二十分钟后,杨高的女儿在前面跑了出来,挥手高兴地呼唤:“南叔,南叔,我是杨羊!”
她冲到张归南身边,立即抱着张归南不放,她妈妈李凤走过来,笑着责备女儿:“只能拥抱叔叔三秒钟,我们在飞机上不是已经说好了吗。”
“妈,情不自禁就超时了,南叔他不会责怪我的。”杨羊为自己辩护,“是不是,南叔?”
“当然不会,谁叫我们杨羊长得这么漂亮。才两年没见,杨羊已经完成从丑小鸭到天鹅的转变,该奖励一下。”张归南不得不顺着她,支持她,赞美她。
杨羊高兴得拍手庆祝‘战胜’妈妈,也嘟哝,我以前也不是丑小鸭呀。
这时候,张小婵过来打招呼:“阿姨好,妹妹好!”
杨羊不领情,“南叔,这是你女秘书吧,她长得这么青春,我嫉妒。你来的时候,我已经警告你不能招女秘书,危险!”
张归南劝杨羊上车,冷不防被她的话逗得腿软,“你小婵姐姐再漂亮也比不上杨羊漂亮呀!女秘书怕什么,男秘书才可怕。”
“我要坐副驾驶室。你骗人,她比我漂亮。哼!你见色忘友。”杨羊坐上车头还是愤愤不平。
张小婵乐得不敢出声,看她们俩“斗智斗勇”。
“你才十五岁,人生路漫漫,日新月异,让你嫉妒的东西还多着呢。”妈妈批评她,“社会本身就是一个万花筒。”
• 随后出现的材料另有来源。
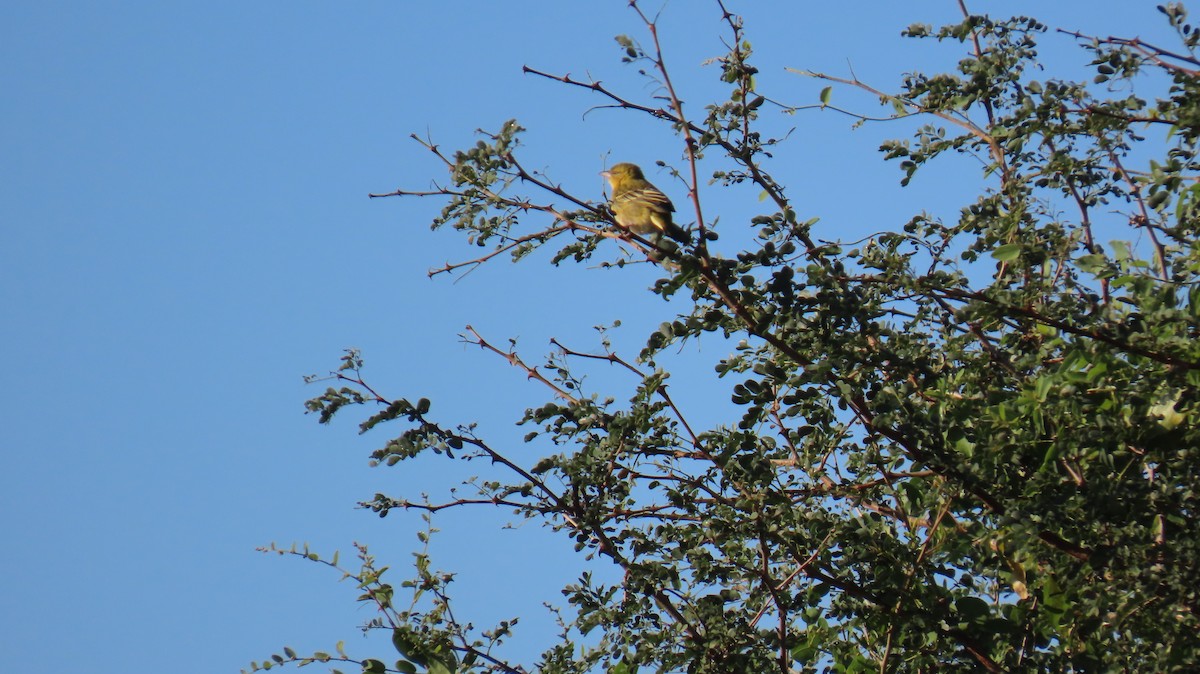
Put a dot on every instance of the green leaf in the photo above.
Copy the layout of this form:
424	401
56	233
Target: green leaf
1008	252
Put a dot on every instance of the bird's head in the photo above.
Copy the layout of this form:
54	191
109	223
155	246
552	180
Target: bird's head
622	172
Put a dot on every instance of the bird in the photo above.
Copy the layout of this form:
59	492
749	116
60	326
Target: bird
640	206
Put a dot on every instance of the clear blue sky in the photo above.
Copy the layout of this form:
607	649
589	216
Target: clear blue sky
185	233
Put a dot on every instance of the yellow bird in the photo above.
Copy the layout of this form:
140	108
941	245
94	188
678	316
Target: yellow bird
640	206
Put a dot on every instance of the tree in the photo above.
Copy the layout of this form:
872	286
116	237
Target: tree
966	444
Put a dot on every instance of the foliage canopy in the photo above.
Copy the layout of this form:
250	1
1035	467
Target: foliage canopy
966	444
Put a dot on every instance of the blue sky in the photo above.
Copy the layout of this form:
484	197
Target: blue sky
185	233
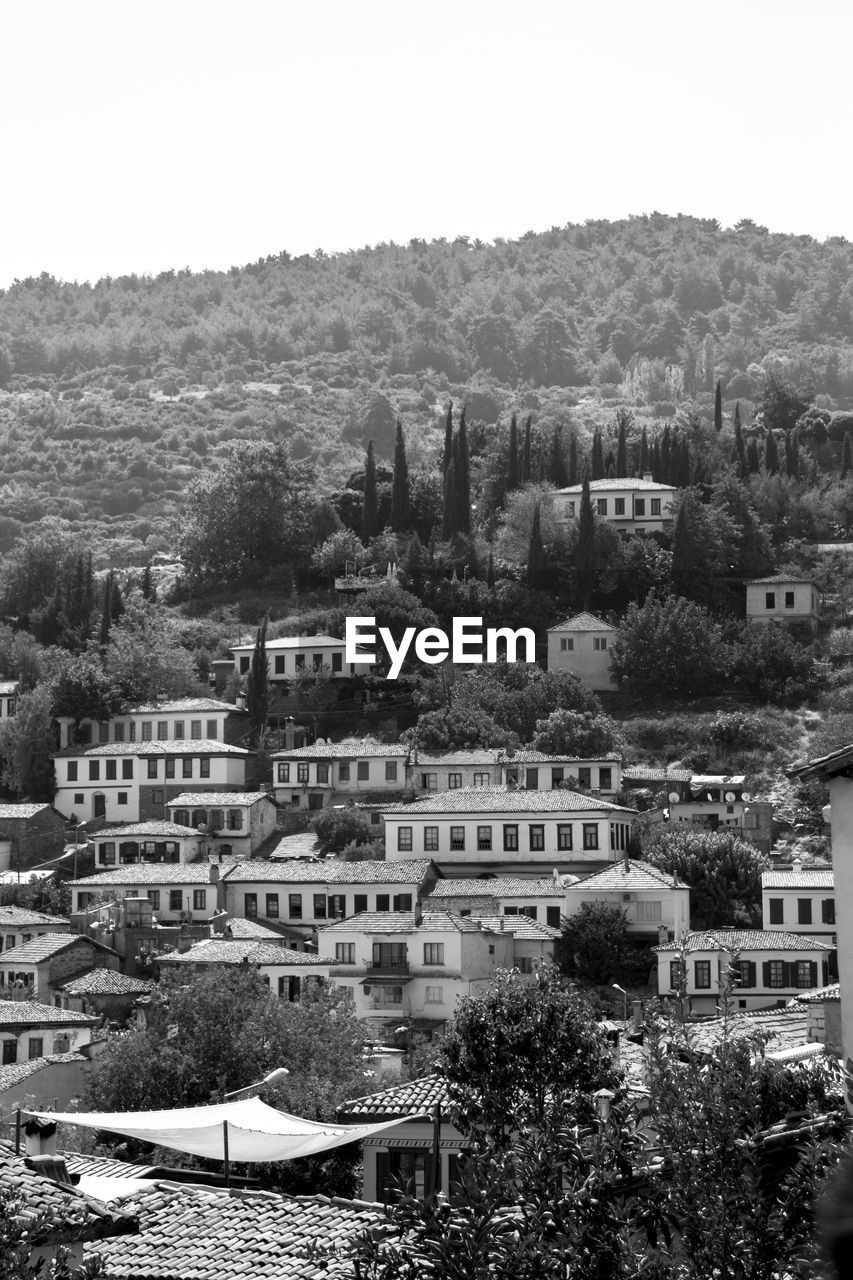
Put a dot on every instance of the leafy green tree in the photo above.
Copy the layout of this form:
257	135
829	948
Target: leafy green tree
669	648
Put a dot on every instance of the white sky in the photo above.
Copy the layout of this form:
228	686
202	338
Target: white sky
169	133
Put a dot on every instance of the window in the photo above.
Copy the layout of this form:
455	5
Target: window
591	835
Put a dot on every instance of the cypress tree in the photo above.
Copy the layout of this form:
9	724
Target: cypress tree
463	479
512	472
370	506
527	476
400	508
597	470
573	460
557	471
536	554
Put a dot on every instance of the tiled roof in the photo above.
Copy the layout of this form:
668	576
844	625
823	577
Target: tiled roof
614	485
17	1073
808	877
506	800
331	872
413	1098
73	1216
217	799
145	828
227	951
197	1233
635	876
22	917
583	622
500	886
106	982
404	922
49	945
174	746
151	873
346	749
22	810
31	1013
744	940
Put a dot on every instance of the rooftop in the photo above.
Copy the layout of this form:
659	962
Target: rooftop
507	800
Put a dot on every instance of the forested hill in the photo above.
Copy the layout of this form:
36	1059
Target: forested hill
115	394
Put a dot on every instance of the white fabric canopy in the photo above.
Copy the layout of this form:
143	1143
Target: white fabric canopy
255	1130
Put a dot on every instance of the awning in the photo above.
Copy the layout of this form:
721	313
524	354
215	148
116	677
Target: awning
254	1130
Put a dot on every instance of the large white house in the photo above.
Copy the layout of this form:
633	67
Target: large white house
633	504
507	831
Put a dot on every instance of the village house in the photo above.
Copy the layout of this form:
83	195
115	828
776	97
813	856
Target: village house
30	835
653	901
582	645
324	773
306	895
509	832
772	967
235	822
783	598
36	969
31	1029
123	782
413	965
19	924
632	504
541	900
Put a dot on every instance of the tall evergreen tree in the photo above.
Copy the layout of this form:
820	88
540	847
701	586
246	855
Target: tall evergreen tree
514	470
527	475
574	472
370	504
536	553
400	506
258	686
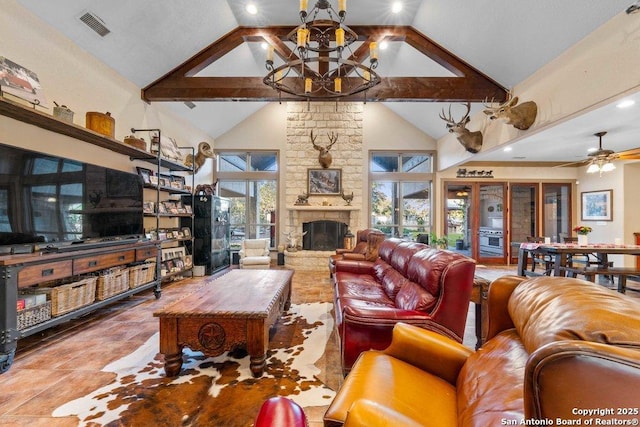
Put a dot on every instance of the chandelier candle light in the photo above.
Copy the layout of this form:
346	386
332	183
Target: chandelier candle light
319	71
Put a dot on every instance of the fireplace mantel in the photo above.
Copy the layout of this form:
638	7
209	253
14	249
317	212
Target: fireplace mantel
322	208
299	214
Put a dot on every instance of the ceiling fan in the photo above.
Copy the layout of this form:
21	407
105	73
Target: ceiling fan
601	159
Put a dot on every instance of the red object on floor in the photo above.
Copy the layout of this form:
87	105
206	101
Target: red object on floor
280	412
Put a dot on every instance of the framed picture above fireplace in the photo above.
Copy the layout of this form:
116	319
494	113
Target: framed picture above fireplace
324	181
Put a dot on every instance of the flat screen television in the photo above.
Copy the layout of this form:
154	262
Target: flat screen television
51	200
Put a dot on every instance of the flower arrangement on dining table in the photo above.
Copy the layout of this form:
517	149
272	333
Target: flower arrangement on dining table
583	229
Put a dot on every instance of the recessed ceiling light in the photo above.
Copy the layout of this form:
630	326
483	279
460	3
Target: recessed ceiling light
626	103
252	9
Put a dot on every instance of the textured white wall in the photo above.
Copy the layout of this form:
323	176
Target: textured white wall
72	77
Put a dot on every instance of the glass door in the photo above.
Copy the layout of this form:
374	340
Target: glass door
491	231
524	215
556	216
459	217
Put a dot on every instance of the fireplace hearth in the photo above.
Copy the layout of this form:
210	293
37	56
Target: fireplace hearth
323	235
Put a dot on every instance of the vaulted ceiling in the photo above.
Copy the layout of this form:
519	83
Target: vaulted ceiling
503	40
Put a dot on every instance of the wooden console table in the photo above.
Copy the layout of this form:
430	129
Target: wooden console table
22	271
233	310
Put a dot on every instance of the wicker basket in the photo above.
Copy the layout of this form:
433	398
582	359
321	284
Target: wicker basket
34	315
141	274
66	298
112	282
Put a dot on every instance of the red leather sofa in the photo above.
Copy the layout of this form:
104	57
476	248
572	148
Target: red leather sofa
409	282
366	248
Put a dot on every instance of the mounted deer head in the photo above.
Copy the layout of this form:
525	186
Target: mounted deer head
204	152
519	116
471	141
324	157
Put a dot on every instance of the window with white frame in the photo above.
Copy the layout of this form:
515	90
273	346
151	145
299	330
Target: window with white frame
401	185
249	179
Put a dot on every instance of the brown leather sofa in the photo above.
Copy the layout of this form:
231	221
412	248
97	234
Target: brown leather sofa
409	282
558	349
366	248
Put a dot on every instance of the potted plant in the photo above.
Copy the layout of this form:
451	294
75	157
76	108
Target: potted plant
438	242
582	231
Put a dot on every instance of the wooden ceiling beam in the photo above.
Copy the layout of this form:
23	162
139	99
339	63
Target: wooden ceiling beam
181	84
421	89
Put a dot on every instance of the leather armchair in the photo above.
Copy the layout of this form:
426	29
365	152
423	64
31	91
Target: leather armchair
554	344
366	249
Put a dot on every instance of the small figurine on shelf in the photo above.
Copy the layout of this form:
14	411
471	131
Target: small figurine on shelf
303	199
347	198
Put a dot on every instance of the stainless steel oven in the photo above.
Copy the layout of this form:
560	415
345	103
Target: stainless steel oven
490	241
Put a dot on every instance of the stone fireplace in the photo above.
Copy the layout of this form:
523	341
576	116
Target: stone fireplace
346	120
323	235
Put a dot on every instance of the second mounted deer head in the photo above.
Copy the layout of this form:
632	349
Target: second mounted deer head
471	141
324	157
519	116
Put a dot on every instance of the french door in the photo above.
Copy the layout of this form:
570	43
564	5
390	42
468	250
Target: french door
475	215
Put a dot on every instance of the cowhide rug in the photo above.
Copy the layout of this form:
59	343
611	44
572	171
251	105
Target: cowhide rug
213	391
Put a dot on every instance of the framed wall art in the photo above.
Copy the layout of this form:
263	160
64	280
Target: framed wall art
145	174
597	205
324	181
21	82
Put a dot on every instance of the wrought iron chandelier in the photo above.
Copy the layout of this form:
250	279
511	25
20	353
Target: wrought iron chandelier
319	70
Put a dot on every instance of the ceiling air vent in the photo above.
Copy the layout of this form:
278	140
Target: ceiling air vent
95	23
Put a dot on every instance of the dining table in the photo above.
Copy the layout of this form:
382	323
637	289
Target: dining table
561	253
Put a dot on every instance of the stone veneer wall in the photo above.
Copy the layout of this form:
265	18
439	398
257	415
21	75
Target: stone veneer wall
343	118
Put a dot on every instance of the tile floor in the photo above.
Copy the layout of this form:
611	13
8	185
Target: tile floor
64	362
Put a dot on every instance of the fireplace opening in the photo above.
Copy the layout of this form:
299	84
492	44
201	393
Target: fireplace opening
323	235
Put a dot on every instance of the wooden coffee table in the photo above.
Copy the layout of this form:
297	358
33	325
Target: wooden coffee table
234	310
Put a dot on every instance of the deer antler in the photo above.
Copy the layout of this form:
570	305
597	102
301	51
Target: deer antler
466	115
448	119
332	138
313	141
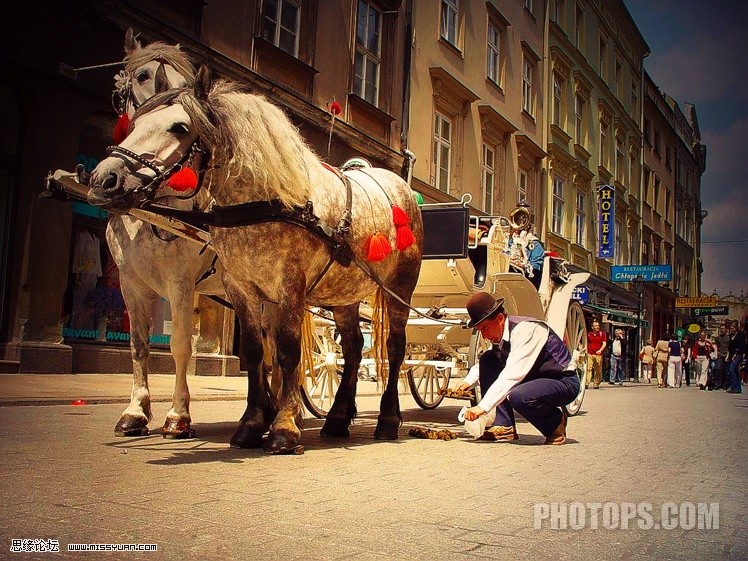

“我就不喜欢南叔身边有漂亮姑娘,我要替辉哥哥盯梢。”杨羊一紧张就说漏了口风。
“原来你是一个间谍,重任在身啊。我真的好怕。”张归南启动汽车,哈哈大笑。
“间谍,我也是红的,不是白的。不得已,也是白皮红心。”杨羊默认又强调。
宝马在水泥公路飞奔,平稳又舒适。
“嫂子,去凤凰圩吃午饭吧。”张归南礼貌地问。
“随你方便。”李凤回答,端庄大方。
“吃海鲜还是吃山味?”张归南又问。
“吃山味!”杨羊建议,“凤凰海鲜,哪不是海在山上吹风?”
张归南右手摸摸杨羊头顶,回答:“听你的。”
“南叔,辉哥哥有没有来信?他两个月没给我写信了,QQ也关。难道他闭关了?南叔,我想他。”杨羊转换话题,伤心地说。
张归南逗乐她:“我都不想他,你想他干嘛?”
“叔叔你不好,人家就想他嘛。”杨羊装得委屈,眼眶微微发红起来了。
“想他就去找他呀!”张归南指明一条路线,“我批准了。”
“第一,没钱;第二,没胆量;第三,亲爸没批准。”杨羊翘嘴角。
“那就忍耐。”妈妈总是针锋相对地说,心里想的可不一样。
“给他打电话呀。”张归南把手机交给杨羊,“不然叫他回来,如今出国留学,算什么东西。”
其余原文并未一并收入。